One of the main features of pixel shader 3.0 is that is supports dynamic branching (also called data dependent branching), something that nVidia of course makes a big deal about. This demo however shows a way to implement dynamic branching without pixel shader 3.0, using basic graphics functionality such as alpha testing and stencil testing. Not only is it doable, but also gives every bit of the performance of real dynamic branching.
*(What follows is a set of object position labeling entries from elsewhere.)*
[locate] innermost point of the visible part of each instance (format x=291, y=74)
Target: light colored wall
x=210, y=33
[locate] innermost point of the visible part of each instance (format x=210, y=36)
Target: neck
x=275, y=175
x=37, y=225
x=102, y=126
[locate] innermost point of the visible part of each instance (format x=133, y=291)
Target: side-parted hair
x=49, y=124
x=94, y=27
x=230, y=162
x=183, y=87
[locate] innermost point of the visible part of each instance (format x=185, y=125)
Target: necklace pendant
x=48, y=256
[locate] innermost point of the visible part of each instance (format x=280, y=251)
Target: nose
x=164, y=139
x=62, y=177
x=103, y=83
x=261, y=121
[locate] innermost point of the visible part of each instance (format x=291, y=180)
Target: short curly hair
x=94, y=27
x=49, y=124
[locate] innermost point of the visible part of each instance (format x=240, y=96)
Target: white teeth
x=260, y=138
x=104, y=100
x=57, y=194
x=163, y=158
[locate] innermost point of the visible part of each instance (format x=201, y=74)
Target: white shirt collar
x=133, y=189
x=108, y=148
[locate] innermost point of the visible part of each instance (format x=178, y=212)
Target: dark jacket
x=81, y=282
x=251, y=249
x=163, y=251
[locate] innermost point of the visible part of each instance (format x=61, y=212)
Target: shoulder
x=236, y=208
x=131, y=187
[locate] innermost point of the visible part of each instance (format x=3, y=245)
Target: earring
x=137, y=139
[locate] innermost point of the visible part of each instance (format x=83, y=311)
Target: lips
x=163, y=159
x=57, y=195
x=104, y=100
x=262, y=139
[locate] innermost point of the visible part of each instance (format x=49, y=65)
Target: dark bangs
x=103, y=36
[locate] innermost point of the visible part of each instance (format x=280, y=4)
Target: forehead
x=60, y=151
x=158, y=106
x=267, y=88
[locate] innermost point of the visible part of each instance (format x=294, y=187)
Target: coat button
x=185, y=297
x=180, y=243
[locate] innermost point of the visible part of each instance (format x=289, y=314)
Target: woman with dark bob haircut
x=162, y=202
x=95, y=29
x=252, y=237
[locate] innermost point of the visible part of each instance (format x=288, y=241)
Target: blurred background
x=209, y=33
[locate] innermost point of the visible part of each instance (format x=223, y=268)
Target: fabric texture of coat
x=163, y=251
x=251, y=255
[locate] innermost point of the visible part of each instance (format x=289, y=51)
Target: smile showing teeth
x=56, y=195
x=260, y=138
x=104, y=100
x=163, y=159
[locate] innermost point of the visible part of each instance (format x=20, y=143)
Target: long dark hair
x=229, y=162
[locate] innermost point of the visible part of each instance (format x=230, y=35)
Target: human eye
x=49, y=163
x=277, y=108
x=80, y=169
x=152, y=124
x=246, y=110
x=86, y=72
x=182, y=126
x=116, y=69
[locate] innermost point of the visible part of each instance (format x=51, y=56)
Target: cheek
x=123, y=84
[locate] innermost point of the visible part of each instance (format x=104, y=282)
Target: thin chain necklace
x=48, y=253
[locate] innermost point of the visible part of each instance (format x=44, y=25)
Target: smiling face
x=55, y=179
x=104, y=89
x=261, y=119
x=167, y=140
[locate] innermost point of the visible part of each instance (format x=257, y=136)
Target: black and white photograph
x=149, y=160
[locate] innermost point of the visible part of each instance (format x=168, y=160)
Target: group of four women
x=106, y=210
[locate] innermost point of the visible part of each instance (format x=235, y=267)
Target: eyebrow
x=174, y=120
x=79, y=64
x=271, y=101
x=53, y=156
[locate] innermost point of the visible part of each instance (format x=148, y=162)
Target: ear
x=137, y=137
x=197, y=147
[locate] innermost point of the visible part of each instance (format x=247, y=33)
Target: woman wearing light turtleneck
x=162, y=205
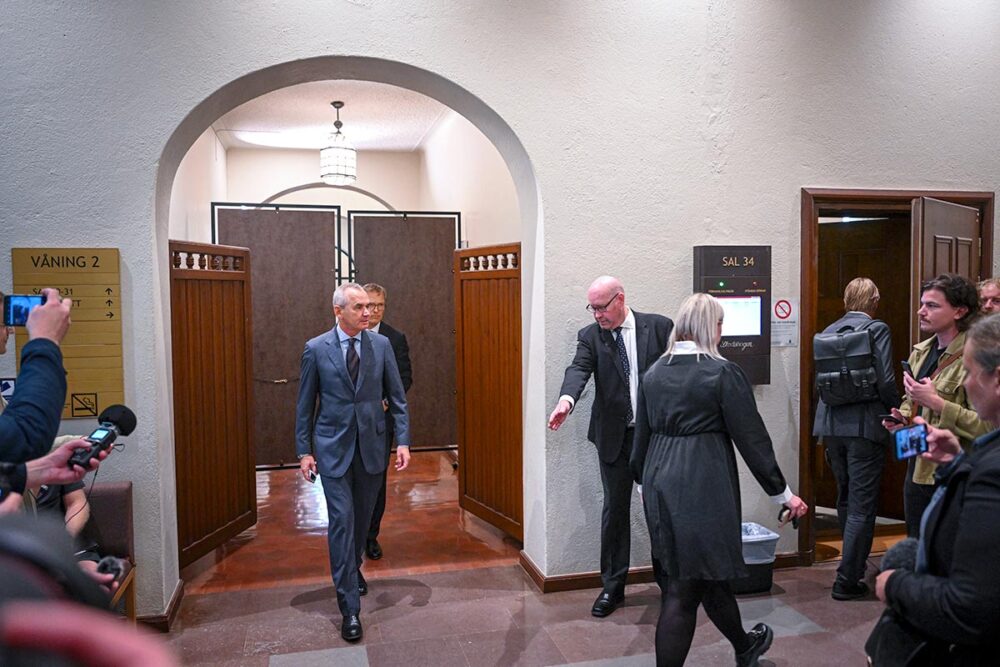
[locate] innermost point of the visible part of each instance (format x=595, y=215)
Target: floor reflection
x=423, y=531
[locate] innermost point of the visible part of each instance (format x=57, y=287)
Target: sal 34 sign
x=92, y=350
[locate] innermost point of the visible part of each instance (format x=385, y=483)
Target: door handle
x=278, y=381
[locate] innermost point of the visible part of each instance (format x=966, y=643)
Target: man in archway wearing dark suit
x=340, y=435
x=616, y=349
x=377, y=297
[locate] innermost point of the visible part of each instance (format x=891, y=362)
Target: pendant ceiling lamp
x=338, y=162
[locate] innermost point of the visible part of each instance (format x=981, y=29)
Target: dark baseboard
x=162, y=622
x=636, y=575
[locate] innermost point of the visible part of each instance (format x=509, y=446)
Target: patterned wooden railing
x=193, y=256
x=496, y=258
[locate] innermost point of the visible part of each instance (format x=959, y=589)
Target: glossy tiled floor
x=423, y=531
x=448, y=592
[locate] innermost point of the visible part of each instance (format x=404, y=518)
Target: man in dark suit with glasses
x=377, y=297
x=616, y=349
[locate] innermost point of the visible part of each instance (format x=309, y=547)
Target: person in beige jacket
x=949, y=304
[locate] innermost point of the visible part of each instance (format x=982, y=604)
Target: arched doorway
x=446, y=92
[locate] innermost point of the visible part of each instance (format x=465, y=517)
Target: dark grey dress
x=691, y=409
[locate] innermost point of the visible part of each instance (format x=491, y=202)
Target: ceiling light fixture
x=338, y=162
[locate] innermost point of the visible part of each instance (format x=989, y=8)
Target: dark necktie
x=623, y=355
x=353, y=361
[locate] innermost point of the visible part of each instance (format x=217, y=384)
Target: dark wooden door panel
x=293, y=275
x=879, y=250
x=488, y=356
x=412, y=258
x=213, y=395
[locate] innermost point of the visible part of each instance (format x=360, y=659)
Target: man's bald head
x=606, y=285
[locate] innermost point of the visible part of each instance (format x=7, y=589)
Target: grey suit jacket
x=861, y=420
x=332, y=415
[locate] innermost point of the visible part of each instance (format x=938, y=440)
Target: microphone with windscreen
x=901, y=556
x=115, y=420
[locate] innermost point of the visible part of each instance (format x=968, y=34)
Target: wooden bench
x=112, y=526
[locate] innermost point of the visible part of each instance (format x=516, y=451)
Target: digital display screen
x=742, y=315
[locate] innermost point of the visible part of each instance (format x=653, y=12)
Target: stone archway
x=488, y=122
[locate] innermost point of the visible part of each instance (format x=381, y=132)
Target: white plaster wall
x=200, y=180
x=462, y=171
x=258, y=174
x=651, y=127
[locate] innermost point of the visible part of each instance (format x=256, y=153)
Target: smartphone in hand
x=910, y=441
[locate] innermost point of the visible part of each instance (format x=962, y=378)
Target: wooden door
x=294, y=277
x=876, y=249
x=213, y=395
x=411, y=256
x=488, y=358
x=946, y=239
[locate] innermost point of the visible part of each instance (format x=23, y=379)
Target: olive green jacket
x=958, y=416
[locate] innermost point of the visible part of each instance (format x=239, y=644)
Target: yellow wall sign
x=92, y=350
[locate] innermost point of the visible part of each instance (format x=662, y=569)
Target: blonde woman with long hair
x=693, y=406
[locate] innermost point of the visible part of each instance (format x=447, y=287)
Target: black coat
x=401, y=350
x=31, y=420
x=861, y=420
x=691, y=412
x=597, y=355
x=957, y=601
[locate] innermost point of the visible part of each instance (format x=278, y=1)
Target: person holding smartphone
x=934, y=388
x=950, y=601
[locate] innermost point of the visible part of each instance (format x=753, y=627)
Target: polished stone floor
x=449, y=592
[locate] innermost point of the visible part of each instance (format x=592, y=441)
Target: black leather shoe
x=760, y=637
x=844, y=591
x=350, y=629
x=605, y=604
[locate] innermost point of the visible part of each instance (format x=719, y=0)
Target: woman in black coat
x=952, y=599
x=693, y=406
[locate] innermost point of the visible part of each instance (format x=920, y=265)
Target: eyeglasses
x=602, y=309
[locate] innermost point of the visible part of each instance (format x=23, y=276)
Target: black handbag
x=895, y=643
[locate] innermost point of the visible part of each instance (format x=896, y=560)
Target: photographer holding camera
x=29, y=423
x=945, y=609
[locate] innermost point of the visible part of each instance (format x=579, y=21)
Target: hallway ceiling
x=376, y=117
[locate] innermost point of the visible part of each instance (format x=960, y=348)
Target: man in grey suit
x=340, y=435
x=856, y=441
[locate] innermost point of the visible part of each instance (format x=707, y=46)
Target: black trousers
x=379, y=511
x=857, y=466
x=349, y=501
x=616, y=534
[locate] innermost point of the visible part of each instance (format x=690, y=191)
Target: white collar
x=686, y=347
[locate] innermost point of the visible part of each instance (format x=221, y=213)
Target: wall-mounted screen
x=742, y=316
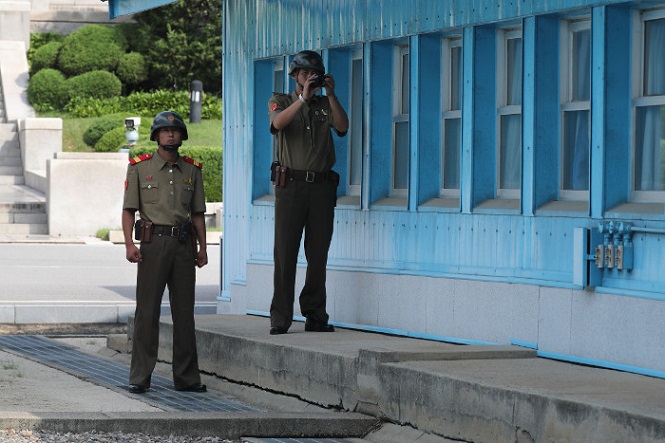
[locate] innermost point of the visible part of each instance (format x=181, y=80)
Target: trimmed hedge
x=144, y=103
x=91, y=48
x=112, y=141
x=45, y=57
x=44, y=90
x=101, y=126
x=132, y=69
x=94, y=84
x=211, y=157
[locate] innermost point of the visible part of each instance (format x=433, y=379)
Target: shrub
x=101, y=126
x=132, y=69
x=45, y=57
x=37, y=40
x=211, y=157
x=144, y=103
x=95, y=84
x=112, y=141
x=91, y=48
x=44, y=90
One scenario where dynamic branching comes in handy is when you have range-limited lights. Whenever a fragment is outside the range of the light, you can skip all the lighting math and just return zero immediately. With pixel shader 3.0 you'd simply implement this with an if-statement. Without pixel shader 3.0, you just move this check to another shader. This shader returns a truth value to alpha. The alpha test then kills all unlit fragments. Surviving fragments will write 1 to stencil. In the next pass you simply draw lighting as usual. The stencil test will remove any fragments that aren't tagged as lit. If the hardware performs the stencil test prior to shading you will save a lot of shading power. In fact, the shading workload is reduced to the same level of pixel shader 3.0, or in some cases even slightly below since the alpha test can do a compare that otherwise would have to be performed in the shader.
The result is that early-out speeds things up considerably. In this demo the speed-up is generally in the range of two to four times as fast than without early-out. And with more complex lighting, the gain would have been even larger.